Hablar, charlar, conversar, discutir, ironizar y bromear son actividades inherentemente humanas que, además de ser un placer en sí mismas, prolongan el placer de otras actividades.
Cotillear, chismorrear y criticar, también. Cortar trajes, esa otra cara del hablar.
Hablar del partido, de la última película vista, del resultado de las elecciones, del libro del mes en el club de lectura, del concierto de Lagartija Nick, de la exposición de Chema Madoz, de la inteligencia artificial. Hablar largo y tendido, sin desmayo. Hablar hasta la extenuación. En inglés hay una expresión que dio lugar a una magnífica película: ‘Blue in the face’. Hablar hasta perder el resuello y quedarte sin respiración.

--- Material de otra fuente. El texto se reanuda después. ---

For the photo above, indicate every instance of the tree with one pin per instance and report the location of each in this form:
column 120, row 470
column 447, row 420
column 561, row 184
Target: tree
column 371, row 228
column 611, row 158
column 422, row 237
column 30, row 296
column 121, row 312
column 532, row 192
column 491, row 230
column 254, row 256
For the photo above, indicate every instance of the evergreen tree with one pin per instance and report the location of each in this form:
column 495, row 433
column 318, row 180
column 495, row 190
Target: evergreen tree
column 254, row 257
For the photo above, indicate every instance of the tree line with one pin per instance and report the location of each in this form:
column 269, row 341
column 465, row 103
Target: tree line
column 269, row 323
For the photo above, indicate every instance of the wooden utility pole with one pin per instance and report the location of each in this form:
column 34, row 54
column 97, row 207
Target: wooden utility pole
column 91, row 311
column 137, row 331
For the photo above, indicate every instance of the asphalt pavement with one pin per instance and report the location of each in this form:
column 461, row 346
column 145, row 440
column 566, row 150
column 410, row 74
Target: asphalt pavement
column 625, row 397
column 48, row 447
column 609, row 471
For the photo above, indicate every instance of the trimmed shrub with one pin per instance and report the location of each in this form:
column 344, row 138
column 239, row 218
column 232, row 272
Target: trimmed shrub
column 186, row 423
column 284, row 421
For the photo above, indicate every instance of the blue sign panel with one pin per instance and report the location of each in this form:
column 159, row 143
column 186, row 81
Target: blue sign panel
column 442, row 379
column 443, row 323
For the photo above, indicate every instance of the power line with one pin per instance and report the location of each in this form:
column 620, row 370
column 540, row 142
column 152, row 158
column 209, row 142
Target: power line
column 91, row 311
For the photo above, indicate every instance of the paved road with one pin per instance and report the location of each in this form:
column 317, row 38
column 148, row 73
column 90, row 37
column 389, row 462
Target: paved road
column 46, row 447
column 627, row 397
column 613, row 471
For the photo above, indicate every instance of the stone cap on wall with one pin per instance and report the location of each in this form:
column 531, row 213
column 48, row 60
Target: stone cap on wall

Hubo un tiempo en que nos creímos que las redes sociales y la tecnología iban a favorecer la conversación. La relación y la cercanía. Ahora sabemos que no es así. Se han convertido en un espacio unidireccional donde soltar nuestros monólogos y vender nuestro rollo o, directamente, en un lodazal.
En España, a una cita para hablar le llamamos de muchas maneras, sobre todo relacionadas con bares. Quedamos para hacer un café, echar una caña o, sencillamente, para tomar algo. Para desayunar o tomar el té. O unos vinos. También para dar una vuelta. En realidad, quedamos para hablar.
Tengo la sensación de que si nos juntáramos más para hablar de una forma tranquila y sosegada, sin prisas ni agobios, con tiempo por delante; seríamos mucho más felices y nuestra salud mental se vería reforzada y robustecida. Hablar por hablar, como rezaba el mítico programa de radio. Hablar por gusto, por placer.
En esta época en que todo está tasado y medido, con la productividad como principal propósito de nuestra existencia, el sencillo acto de pasar el tiempo hablando es algo revolucionario, diferencial y contestatario. Y muy creativo, por cierto. Además de ser un placer.